I think it's about distracting from lawlessness and dying in Iraq and 
Afghanistan. It's about changing the subject from a cruel and killing 
budget, and just possibly, about obscuring the news that according to a new 
National Defense Strategy" the Pentagon has made "first strike" attacks 
like those used in Iraq a permanent piece of the nation's military policy.

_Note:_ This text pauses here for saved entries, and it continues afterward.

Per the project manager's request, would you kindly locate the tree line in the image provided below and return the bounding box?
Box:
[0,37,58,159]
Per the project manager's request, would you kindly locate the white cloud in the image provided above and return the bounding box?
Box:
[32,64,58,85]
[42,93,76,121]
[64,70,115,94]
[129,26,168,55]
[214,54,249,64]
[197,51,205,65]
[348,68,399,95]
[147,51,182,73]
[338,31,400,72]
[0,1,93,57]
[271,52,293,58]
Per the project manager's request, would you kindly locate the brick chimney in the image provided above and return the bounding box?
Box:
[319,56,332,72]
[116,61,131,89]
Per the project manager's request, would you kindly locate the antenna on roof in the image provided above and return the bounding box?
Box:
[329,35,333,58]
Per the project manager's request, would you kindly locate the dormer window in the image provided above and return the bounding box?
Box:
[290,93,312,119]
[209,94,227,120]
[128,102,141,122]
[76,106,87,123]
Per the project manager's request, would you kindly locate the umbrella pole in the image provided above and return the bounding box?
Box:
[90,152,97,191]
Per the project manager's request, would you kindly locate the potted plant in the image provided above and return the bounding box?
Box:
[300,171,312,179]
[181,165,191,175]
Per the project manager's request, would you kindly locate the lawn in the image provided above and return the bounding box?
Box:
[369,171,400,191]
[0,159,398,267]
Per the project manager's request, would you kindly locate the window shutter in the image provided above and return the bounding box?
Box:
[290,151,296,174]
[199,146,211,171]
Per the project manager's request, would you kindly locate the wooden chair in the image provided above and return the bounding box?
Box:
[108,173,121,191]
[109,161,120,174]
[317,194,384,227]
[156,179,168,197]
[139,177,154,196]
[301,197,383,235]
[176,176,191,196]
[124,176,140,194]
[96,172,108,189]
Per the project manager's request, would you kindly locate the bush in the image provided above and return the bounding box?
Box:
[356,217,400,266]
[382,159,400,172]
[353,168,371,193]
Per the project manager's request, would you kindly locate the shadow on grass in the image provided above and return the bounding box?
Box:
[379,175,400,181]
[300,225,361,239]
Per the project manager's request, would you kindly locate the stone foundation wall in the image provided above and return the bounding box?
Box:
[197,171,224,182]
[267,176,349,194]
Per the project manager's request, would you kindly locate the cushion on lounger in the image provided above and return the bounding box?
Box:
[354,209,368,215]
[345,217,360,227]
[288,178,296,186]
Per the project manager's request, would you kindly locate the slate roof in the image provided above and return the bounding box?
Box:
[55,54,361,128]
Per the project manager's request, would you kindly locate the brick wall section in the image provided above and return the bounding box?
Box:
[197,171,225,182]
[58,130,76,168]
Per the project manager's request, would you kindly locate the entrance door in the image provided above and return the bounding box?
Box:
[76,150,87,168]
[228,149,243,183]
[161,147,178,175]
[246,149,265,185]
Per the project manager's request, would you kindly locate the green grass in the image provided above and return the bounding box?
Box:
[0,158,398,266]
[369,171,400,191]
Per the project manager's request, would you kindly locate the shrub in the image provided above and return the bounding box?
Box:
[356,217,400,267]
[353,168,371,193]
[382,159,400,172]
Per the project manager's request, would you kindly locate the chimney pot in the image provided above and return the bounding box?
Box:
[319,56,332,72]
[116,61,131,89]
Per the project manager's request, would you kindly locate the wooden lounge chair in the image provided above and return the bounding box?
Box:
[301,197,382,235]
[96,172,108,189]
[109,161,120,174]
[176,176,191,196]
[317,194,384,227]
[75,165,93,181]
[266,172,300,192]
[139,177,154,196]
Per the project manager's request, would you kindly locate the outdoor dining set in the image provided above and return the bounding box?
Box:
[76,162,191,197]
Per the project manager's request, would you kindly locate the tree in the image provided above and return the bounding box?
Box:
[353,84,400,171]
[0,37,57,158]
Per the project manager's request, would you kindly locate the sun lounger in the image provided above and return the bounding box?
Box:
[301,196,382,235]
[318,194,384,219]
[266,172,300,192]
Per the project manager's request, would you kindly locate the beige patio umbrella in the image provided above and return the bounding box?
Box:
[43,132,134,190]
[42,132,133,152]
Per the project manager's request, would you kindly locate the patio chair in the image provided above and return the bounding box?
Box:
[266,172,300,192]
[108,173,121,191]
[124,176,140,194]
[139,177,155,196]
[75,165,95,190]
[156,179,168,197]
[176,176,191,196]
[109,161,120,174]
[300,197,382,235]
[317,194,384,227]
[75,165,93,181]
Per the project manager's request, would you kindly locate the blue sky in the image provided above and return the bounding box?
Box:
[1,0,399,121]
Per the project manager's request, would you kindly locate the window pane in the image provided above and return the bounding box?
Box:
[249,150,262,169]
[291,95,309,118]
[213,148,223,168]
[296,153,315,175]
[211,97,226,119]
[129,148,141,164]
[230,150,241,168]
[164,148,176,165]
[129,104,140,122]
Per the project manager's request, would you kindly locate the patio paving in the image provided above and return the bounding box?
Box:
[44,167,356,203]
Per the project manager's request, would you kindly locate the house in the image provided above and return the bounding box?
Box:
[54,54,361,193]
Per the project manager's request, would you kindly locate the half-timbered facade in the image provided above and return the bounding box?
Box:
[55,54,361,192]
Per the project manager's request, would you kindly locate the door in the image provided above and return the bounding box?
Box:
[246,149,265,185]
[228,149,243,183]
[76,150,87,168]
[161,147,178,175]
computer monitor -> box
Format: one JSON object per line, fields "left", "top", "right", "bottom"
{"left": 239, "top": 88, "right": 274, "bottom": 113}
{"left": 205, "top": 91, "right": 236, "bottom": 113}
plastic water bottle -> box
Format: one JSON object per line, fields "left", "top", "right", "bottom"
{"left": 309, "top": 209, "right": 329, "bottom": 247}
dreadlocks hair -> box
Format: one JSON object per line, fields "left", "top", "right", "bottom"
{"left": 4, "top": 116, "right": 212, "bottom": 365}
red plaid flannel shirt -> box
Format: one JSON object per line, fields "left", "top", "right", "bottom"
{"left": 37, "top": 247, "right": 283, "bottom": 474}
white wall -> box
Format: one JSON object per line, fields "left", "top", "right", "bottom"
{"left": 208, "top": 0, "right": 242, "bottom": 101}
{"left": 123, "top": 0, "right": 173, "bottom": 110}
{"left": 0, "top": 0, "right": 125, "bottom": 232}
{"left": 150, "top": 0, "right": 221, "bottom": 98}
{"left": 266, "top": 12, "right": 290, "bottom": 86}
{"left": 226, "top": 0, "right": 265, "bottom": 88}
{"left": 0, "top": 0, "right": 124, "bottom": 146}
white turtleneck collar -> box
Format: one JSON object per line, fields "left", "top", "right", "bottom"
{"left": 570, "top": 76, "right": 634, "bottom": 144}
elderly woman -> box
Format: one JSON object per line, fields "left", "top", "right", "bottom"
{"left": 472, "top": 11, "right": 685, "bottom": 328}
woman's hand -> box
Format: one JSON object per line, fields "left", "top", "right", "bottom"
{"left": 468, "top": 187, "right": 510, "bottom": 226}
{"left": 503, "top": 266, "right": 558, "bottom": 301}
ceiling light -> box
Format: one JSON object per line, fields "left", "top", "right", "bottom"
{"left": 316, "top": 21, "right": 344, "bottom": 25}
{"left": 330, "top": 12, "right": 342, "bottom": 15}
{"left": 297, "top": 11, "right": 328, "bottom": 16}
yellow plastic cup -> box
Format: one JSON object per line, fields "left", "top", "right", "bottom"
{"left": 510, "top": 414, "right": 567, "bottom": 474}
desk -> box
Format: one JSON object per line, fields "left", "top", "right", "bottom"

  Talk about a culture of life. If the Bush crew really believed human life 
was sacred, they would never have okayed the loss of hundreds of thousands 
of Iraqi lives because of the off-chance that the future might bring 
another terror attack, somewhere, sometime, that might kill Americans. 
Forget the WMD threat which did not exist. Bush made the argument again 
this past week that it's better to fight terrorism abroad (and kill 
innocent people there now) than tolerate the possibility that more US lives 
might be lost here at some unspecified time in the future.

  Bush's criminal congress isn't about a culture of life any more than 
Bush's unilateral war against world majority opinion was about democracy or 
global security.

  Besides, when was the last time you think that any one of Bush's criminal 
congress took a moment to imagine what it would actually be like to be 
Terri Schiavo? We can all understand where Schiavo's mother is coming from, 
but it's not actually her mother's suffering that's at stake here, or Tom 
Delay's or the Congress's. It's Schiavo's, and I'd say it was a long time 
since the people in this picture actually put themselves in Schiavo's shoes 
because as far as I can see, this nation's out of the habit of practicing 
empathy.

  Plastic pathos, sure, and for-profit compassion -- there's plenty -- but, 
actual honest-to-your-god empathy? You tell me. I think "do unto others as 
you'd have others do unto you" is on life support in George W. Bush's 
America. Don't believe me? Ask the Afghans. Ask the Iraqis. And maybe I'm 
going out on a limb here, but if you could, I'd say you could ask Terri 
Schiavo.

  Laura Flanders is host of The Laura Flanders Show, heard weekends on Air 
America Radio and the author of BUSHWOMEN.